This archive report was first published on 27 September 2019.
The Kenyan government has taken drastic measures to reduce public expenditure and operate within its financial means.
On September 25, 2019, acting Treasury Cabinet Secretary Ukur Yatani announced nine measures to deal with a bloated public expenditure.
One of the measures includes suspending all benchmarking and study tours until further notice.
Government delegates for missions abroad will be limited to a maximum of four persons, including the Cabinet Secretary.
Domestic air travel will be restricted to economy class, and purchases of newspapers and furniture will be slashed by 75 per cent.
Accounting officers have been ordered to conduct all government-sponsored trainings in the country, except for highly specialised courses.
The government has also ordered that provision of newspapers to all categories of staff be rationalised to restrict the spending to a quarter of the current budget.
Entities are encouraged to use technology and transact business through teleconference or use foreign missions and embassies abroad to transact government business.
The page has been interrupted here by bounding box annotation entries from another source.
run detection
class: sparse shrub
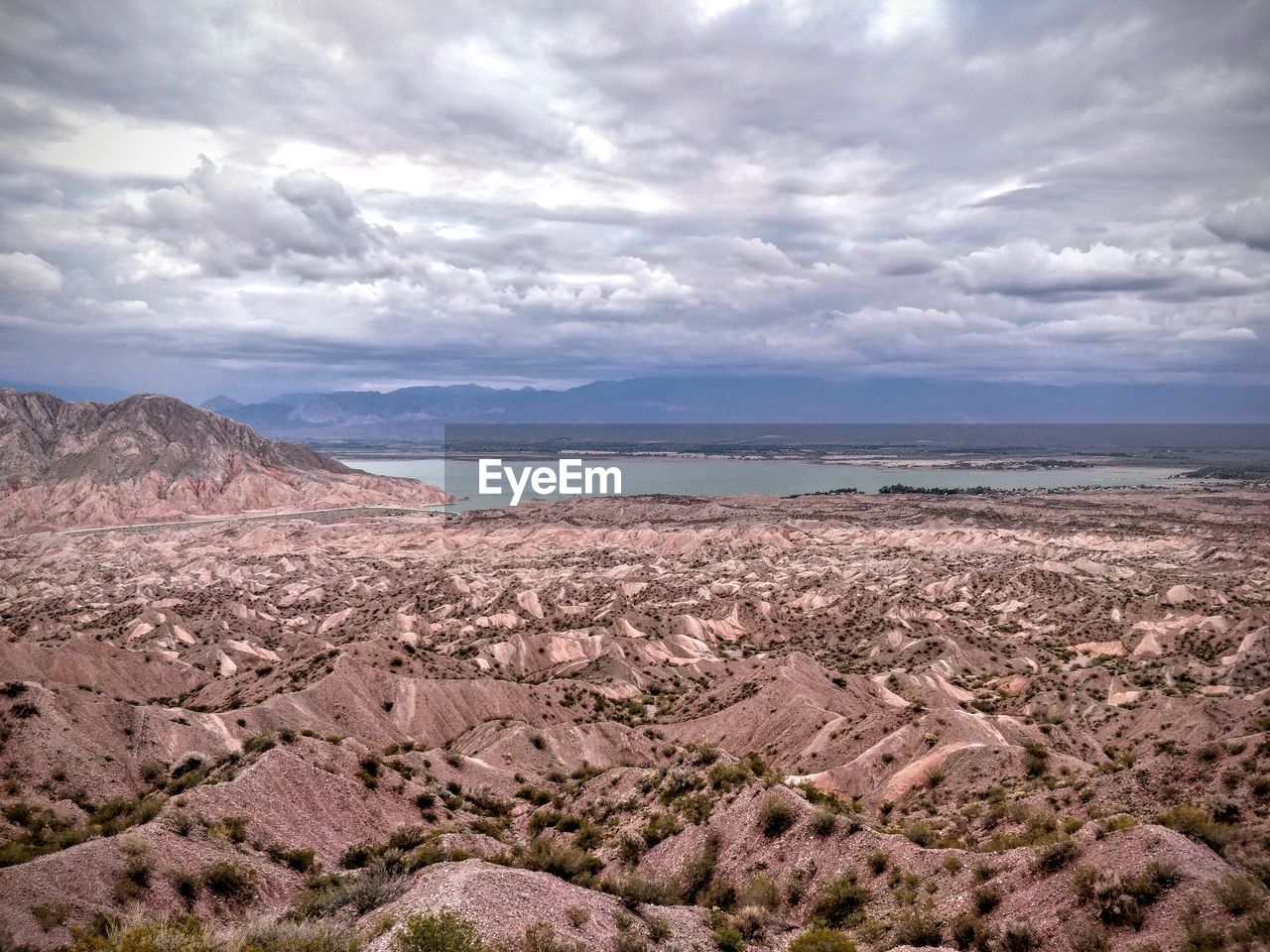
[1074,863,1179,928]
[291,863,409,919]
[812,872,869,928]
[71,915,219,952]
[1033,838,1080,874]
[1067,923,1111,952]
[758,793,797,838]
[892,908,944,947]
[680,835,718,902]
[168,870,198,907]
[597,871,684,910]
[811,808,838,837]
[200,860,255,905]
[972,886,1001,915]
[736,876,781,910]
[219,816,248,843]
[1024,744,1049,779]
[242,731,274,754]
[789,925,856,952]
[29,902,66,932]
[1160,803,1226,852]
[640,812,680,847]
[521,837,604,886]
[1211,874,1266,915]
[999,919,1042,952]
[710,925,745,952]
[393,908,486,952]
[950,911,996,952]
[237,919,362,952]
[114,856,151,902]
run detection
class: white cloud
[0,251,63,298]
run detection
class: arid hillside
[0,492,1270,952]
[0,390,444,532]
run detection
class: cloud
[121,156,395,280]
[0,251,63,296]
[0,0,1270,396]
[1204,198,1270,251]
[949,240,1257,299]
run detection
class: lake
[341,456,1189,512]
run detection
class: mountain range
[0,390,444,531]
[203,376,1270,439]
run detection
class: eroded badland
[0,490,1270,949]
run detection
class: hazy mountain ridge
[197,376,1270,439]
[0,390,444,531]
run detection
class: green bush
[789,925,856,952]
[1072,863,1179,928]
[71,915,219,952]
[812,808,838,837]
[758,793,798,837]
[950,911,996,952]
[892,908,944,947]
[1033,838,1080,874]
[812,872,869,926]
[710,925,745,952]
[1211,874,1266,915]
[200,860,255,905]
[999,919,1042,952]
[238,919,362,952]
[393,908,486,952]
International meetings, workshops, seminars, and study tours will be justified in terms of the benefits to the people of Kenya.
The government has also restricted the use of government transport outside official working hours and will require written authority from the accounting officers.
Additionally, civilian number plates on government vehicles will be restricted.
According to Mr Yatani, the measures will ensure that the government operates within its financial means and maintains macroeconomic stability.